Колокол не звонил еще и пяти минут, а церковь при капуцинском монастыре уже наполнялась прихожанами. Не обольщайтесь мыслью, будто стекались они туда, влекомые благочестием или жаждой просвещения. Лишь очень немногими руководили эти чувства, ибо в городе, где суеверие столь всевластно, как в Мадриде, тщетно искать искреннюю набожность. И богомольцев в церкви Капуцинов собрали разные причины, но только не та, которая якобы привела их в храм. Женщины явились показать себя, мужчины — поглазеть на них; некоторые любопытствовали послушать прославленного проповедника, другие не нашли иного способа скоротать время перед театральным представлением; иные поторопились, потому что их заверили, будто в церковь невозможно будет войти, а половина Мадрида поспешила туда в чаянии встретить другую половину. Искренне желали послушать проповедника лишь горстка дряхлых благочестивцев и благочестивиц да десяток его соперников на поприще духовного красноречия, заранее вознамерившихся разбранить и высмеять его поучения. Что до остальных прихожан, то, останься проповедь непроизнесенной, они ничуть не огорчились бы, а, весьма вероятно, даже не заметили бы, что лишились ее.

Но как бы то ни было, церковь Капуцинов еще никогда не видела в своих стенах столь многочисленного собрания. Ни единого свободного уголка, ни единого незанятого сиденья — пощады не было дано даже статуям, украшавшим длинные проходы. На крыльях херувимов повисли мальчишки, святой Франциск и святой Марк оба несли на плечах по зрителю, а святая Агата терпела двойную тяжесть. Вот почему две наши новоприбывшие, как ни торопились, войдя в церковь, тщетно искали взглядом свободное местечко.

Однако старшая, ничтоже сумняшеся, продолжала пробираться вперед. Напрасны были раздававшиеся со всех сторон негодующие возгласы, напрасно к ней взывали: «Уверяю вас, сеньора, тут все занято», «Прошу, сеньора, не толкайте меня так сильно!», «Сеньора, здесь невозможно пройти! И как это люди позволяют себе подобное!» — пожилая богомолка упрямо двигалась дальше. Упорство и два могучих локтя помогли ей проложить путь сквозь толпу почти к самой кафедре. Ее спутница в полном молчании робко следовала за ней, пожиная плоды усилий своей проводницы.

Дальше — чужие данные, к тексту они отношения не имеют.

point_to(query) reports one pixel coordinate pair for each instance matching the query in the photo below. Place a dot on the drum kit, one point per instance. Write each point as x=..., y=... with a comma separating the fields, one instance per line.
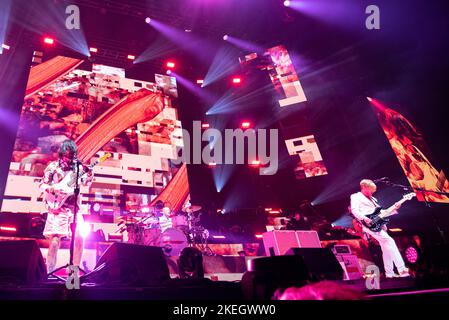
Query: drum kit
x=184, y=229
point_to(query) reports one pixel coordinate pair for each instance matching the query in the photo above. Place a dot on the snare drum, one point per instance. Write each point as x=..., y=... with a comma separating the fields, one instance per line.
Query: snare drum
x=173, y=241
x=135, y=233
x=180, y=222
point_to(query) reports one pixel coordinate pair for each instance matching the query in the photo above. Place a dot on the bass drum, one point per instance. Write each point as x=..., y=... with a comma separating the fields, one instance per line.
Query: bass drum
x=173, y=241
x=135, y=234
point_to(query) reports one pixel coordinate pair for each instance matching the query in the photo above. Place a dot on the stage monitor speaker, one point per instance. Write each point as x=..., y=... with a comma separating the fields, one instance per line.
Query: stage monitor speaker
x=130, y=264
x=21, y=262
x=277, y=243
x=321, y=263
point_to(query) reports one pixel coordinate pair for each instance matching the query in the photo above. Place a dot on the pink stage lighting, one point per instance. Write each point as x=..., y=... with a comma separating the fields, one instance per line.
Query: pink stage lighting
x=8, y=228
x=48, y=40
x=245, y=125
x=236, y=80
x=255, y=163
x=411, y=254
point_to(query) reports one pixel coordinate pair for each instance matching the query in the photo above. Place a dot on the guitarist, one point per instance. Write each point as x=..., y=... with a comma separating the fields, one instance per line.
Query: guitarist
x=59, y=220
x=362, y=204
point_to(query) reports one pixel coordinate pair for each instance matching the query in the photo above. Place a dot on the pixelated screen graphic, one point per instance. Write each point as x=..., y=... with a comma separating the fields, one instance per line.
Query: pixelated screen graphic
x=413, y=154
x=282, y=73
x=309, y=162
x=102, y=111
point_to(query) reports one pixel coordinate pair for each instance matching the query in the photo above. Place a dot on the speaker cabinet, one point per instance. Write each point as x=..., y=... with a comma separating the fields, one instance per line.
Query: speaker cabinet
x=21, y=262
x=277, y=243
x=130, y=264
x=321, y=263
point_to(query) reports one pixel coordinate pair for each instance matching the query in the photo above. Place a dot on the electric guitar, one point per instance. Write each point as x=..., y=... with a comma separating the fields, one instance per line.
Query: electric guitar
x=65, y=188
x=380, y=216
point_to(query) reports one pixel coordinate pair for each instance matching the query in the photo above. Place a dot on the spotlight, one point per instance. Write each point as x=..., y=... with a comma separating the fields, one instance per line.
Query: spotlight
x=255, y=163
x=245, y=125
x=411, y=254
x=236, y=80
x=8, y=228
x=85, y=229
x=48, y=40
x=96, y=207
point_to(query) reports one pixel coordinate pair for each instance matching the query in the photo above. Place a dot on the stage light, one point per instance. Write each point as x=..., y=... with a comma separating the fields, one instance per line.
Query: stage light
x=96, y=207
x=145, y=210
x=245, y=125
x=411, y=254
x=236, y=80
x=85, y=229
x=48, y=40
x=8, y=228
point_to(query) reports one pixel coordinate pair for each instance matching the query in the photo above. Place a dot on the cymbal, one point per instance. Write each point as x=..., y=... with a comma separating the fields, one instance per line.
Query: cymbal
x=129, y=219
x=191, y=209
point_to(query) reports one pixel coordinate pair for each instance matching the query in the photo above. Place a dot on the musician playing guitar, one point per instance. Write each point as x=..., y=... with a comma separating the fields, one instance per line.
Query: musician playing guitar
x=58, y=188
x=363, y=204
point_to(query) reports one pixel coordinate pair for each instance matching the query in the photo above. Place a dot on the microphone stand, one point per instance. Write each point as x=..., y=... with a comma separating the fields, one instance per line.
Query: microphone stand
x=73, y=226
x=427, y=204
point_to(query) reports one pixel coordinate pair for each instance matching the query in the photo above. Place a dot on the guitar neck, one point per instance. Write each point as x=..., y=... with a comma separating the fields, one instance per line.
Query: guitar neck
x=388, y=212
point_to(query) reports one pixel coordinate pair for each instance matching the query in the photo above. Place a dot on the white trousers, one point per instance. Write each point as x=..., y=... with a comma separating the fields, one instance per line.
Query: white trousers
x=390, y=252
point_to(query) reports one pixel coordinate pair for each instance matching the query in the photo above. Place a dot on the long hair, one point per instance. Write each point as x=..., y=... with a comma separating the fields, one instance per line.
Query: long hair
x=68, y=146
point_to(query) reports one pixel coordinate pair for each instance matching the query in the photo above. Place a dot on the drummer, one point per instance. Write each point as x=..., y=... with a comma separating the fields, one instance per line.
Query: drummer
x=165, y=221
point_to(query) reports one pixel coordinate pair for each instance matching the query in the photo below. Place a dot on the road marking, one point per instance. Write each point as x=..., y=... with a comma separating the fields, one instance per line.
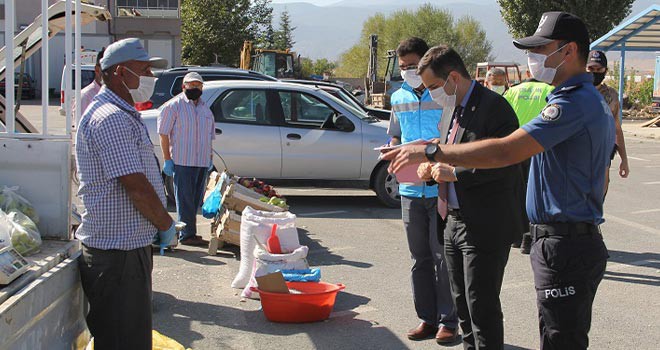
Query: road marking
x=358, y=310
x=633, y=224
x=327, y=251
x=324, y=213
x=645, y=211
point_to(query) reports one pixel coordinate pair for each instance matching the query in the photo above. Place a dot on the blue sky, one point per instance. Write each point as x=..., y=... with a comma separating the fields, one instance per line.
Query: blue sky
x=315, y=2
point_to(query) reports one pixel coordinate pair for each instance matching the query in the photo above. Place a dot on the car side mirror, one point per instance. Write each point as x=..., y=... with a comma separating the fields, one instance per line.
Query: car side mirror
x=342, y=123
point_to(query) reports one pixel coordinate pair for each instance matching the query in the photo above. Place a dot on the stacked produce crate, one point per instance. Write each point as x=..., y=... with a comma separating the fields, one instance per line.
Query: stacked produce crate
x=237, y=194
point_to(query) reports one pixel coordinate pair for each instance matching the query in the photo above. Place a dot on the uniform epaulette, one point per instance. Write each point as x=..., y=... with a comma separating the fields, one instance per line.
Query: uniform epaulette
x=569, y=88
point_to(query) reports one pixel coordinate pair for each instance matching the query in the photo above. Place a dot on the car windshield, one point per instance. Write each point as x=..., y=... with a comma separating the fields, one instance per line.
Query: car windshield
x=350, y=100
x=357, y=112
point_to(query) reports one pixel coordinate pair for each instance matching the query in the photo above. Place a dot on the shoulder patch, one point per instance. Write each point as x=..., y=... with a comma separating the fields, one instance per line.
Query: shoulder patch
x=551, y=112
x=571, y=88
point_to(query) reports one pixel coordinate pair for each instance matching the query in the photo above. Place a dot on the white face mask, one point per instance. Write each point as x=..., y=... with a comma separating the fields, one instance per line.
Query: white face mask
x=498, y=88
x=440, y=96
x=540, y=72
x=145, y=88
x=411, y=78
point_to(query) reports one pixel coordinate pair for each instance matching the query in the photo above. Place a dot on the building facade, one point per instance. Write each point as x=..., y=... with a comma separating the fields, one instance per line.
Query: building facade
x=156, y=22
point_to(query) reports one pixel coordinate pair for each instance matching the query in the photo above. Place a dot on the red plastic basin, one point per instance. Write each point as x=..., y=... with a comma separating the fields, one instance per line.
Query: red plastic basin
x=314, y=304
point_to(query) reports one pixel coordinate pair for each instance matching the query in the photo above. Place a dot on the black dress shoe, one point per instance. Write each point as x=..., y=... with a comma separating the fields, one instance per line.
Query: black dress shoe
x=423, y=331
x=526, y=245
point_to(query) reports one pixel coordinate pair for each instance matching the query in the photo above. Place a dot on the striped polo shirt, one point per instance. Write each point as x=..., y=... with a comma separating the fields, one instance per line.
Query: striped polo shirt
x=191, y=129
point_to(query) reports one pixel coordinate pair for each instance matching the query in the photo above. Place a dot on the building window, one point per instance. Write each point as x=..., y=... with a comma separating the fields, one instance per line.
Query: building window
x=148, y=8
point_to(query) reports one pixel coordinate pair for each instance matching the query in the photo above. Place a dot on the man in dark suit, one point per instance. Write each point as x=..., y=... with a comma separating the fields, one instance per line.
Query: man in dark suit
x=482, y=207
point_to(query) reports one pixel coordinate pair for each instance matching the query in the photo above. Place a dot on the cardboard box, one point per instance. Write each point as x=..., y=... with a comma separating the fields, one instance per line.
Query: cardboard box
x=273, y=283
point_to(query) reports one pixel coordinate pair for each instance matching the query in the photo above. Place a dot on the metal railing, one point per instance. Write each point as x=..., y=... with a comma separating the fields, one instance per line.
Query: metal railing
x=147, y=12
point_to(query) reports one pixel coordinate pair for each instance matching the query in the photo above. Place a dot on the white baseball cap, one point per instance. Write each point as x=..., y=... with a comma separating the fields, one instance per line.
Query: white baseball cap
x=129, y=50
x=192, y=76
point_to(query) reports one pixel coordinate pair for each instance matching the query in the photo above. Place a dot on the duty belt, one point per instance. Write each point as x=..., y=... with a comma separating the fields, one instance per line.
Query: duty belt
x=565, y=229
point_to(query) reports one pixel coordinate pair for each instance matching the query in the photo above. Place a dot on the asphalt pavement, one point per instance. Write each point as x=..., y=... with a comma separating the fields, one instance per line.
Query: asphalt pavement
x=358, y=242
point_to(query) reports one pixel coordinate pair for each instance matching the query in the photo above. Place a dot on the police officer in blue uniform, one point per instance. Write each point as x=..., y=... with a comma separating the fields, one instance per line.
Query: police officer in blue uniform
x=570, y=143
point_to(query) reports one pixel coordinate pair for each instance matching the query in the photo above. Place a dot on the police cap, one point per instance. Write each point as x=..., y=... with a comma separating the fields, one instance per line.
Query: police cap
x=556, y=26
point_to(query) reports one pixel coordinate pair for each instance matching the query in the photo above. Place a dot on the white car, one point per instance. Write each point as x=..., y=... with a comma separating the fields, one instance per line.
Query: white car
x=284, y=131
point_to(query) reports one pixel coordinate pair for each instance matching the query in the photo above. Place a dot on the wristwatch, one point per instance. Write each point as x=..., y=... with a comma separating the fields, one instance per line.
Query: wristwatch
x=430, y=151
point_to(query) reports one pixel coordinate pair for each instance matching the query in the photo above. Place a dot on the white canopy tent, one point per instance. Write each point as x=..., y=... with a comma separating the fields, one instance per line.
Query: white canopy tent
x=640, y=33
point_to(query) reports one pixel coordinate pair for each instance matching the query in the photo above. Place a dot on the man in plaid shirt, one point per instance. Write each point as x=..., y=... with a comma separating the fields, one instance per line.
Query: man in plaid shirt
x=121, y=188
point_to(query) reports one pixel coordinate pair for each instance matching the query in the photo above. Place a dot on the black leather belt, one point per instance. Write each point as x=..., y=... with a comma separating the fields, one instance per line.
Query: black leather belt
x=566, y=229
x=454, y=212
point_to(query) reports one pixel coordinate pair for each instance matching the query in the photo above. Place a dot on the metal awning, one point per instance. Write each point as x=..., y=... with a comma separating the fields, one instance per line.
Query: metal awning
x=640, y=33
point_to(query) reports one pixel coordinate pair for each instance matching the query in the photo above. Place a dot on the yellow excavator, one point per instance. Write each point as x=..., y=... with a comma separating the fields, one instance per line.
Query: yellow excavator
x=276, y=63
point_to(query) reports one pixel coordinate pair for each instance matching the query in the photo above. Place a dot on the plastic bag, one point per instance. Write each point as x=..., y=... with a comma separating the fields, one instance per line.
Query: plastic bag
x=308, y=275
x=5, y=230
x=10, y=201
x=266, y=263
x=212, y=203
x=25, y=236
x=258, y=224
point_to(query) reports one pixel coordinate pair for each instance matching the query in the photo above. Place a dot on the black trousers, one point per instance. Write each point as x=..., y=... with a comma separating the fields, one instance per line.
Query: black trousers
x=567, y=272
x=118, y=287
x=475, y=276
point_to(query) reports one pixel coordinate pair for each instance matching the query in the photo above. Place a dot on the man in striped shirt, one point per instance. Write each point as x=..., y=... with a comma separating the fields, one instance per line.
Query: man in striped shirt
x=186, y=128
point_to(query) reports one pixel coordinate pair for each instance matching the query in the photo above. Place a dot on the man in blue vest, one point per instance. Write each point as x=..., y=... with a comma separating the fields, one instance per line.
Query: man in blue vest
x=415, y=116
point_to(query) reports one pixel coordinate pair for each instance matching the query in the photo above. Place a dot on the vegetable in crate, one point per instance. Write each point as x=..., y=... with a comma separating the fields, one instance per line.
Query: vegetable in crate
x=10, y=200
x=25, y=236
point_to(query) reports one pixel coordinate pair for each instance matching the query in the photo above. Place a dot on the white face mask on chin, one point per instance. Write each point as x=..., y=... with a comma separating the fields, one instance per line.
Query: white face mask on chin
x=145, y=88
x=440, y=96
x=540, y=72
x=411, y=78
x=498, y=88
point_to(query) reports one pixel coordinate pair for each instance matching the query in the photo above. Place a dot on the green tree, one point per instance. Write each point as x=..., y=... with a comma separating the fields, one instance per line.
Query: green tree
x=284, y=36
x=431, y=23
x=522, y=16
x=319, y=67
x=210, y=27
x=322, y=66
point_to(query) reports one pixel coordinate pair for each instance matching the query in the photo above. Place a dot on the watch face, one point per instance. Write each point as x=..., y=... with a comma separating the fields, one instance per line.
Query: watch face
x=431, y=150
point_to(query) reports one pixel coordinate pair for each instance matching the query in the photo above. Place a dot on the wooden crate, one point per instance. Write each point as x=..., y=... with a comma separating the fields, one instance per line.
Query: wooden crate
x=226, y=228
x=237, y=199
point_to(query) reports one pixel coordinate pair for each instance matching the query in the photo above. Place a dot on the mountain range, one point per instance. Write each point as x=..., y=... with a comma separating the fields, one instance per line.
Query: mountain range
x=327, y=28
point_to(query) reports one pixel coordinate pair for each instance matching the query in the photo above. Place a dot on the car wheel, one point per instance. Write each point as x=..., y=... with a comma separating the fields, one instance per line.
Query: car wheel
x=387, y=188
x=169, y=189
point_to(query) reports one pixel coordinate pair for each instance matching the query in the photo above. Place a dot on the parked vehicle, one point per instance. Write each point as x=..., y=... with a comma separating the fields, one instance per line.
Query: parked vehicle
x=86, y=77
x=169, y=81
x=511, y=69
x=283, y=131
x=341, y=93
x=28, y=88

— Пресвятая Дева! — разочарованным тоном воскликнула та, оглядываясь по сторонам. — Пресвятая Дева! Какая духота! Какая толпа! Что бы это значило, хотела бы я знать! Пожалуй, нам придется уйти. Ни одного свободного сиденья, и никто как будто не желает уступить нам свое.

Этот прозрачный намек привлек внимание двух кавалеров, которые, занимая два табурета по правую руку от прохода, прислонялись спиной к седьмой колонне от кафедры. Оба были молоды и одеты пышно. Услышав женский голос, взывавший к их учтивости, они прервали беседу и посмотрели на говорившую. Она откинула покрывало, чтобы яснее рассмотреть внутренность храма. Волосы у нее были рыжие, она косила. Кавалеры отвернулись и возобновили разговор.

— О, конечно! — ответила ее спутница. — О, конечно, Леонелла, вернемся сейчас же домой. Здесь так жарко и душно! А многолюдие меня пугает.

Слова эти были сказаны удивительно мелодичным голосом. Кавалеры вновь прервали беседу, но на этот раз не удовлетворились одним только взглядом, а невольно встали и повернулись к той, что их произнесла.

Стройная изящная фигура вызвала у юношей живейшее желание увидеть лицо говорившей. Но в этом им было отказано: черты ее были скрыты под покрывалом. Однако, пока их владелица пробиралась через толпу, покрывало несколько сбилось в сторону, открыв шею, которая красотой и симметричностью могла бы поспорить с шеей Венеры Медицейской. Она поражала ослепительной белизной и вдвойне пленяла, потому что ее оттеняли золотистые локоны, ниспадавшие до талии. Неизвестная была скорее ниже, чем выше среднего роста, но легкостью и воздушностью сложения напоминала дриаду. Грудь ее была тщательно укрыта покрывалом. Белое платье, стянутое кушаком, позволяло увидеть кончик прелестнейшей ножки. С запястья свисали крупные четки, лицо же пряталось за завесой из плотного черного газа. Такова была та, кому младший из юношей уже предлагал свой табурет, а его товарищ счел необходимым оказать ту же услугу ее пожилой спутнице, которая, рассыпаясь в изъявлениях благодарности, не замедлила воспользоваться его любезностью и села.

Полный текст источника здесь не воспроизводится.